Scientific classification
- Kingdom: Animalia
- Phylum: Chordata
- Class: Actinopterygii
- Order: Syngnathiformes
- Family: Syngnathidae
- Genus: Cosmocampus
- Species: C. banneri
- Binomial name: Cosmocampus banneri Herald & Randall, 1972
- Synonyms: Syngnathus banneri Herald & Randall, 1972;

= Cosmocampus banneri =

- Authority: Herald & Randall, 1972
- Conservation status: LC

Species of fish

Cosmocampus banneri (roughridge pipefish, or Banner's pipefish) is a species of marine fish of the family Syngnathidae.
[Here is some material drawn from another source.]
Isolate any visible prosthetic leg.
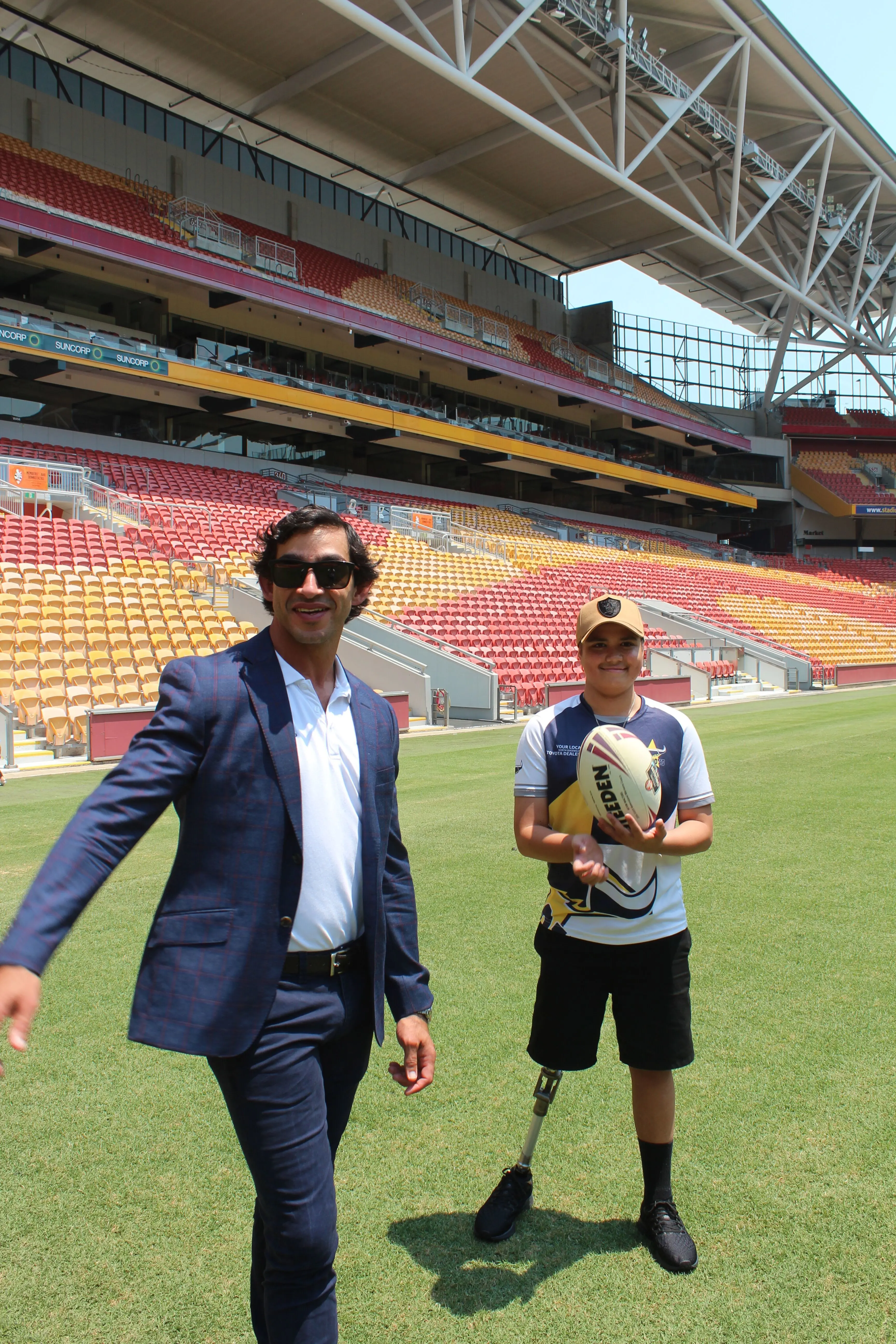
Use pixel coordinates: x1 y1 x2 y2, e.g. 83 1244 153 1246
473 1067 563 1242
517 1068 563 1172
It is found from the Red Sea and Western Indian Ocean to Fiji, the Marshall Islands, and the Ryukyu Islands. It lives in coral reefs at depths of 2-30m, where it can grow to lengths of 5.8 cm. Although little is known about the feeding habits of C. banneri, it is expected to feed on small crustaceans similar to other pipefish. This species is ovoviviparous, with males carrying eggs in a brood pouch until giving birth to live young.

==Etymology==
The specific name honours Albert Henry Banner (1914–1985), an American carcinologist who was an expert in alpheid shrimps.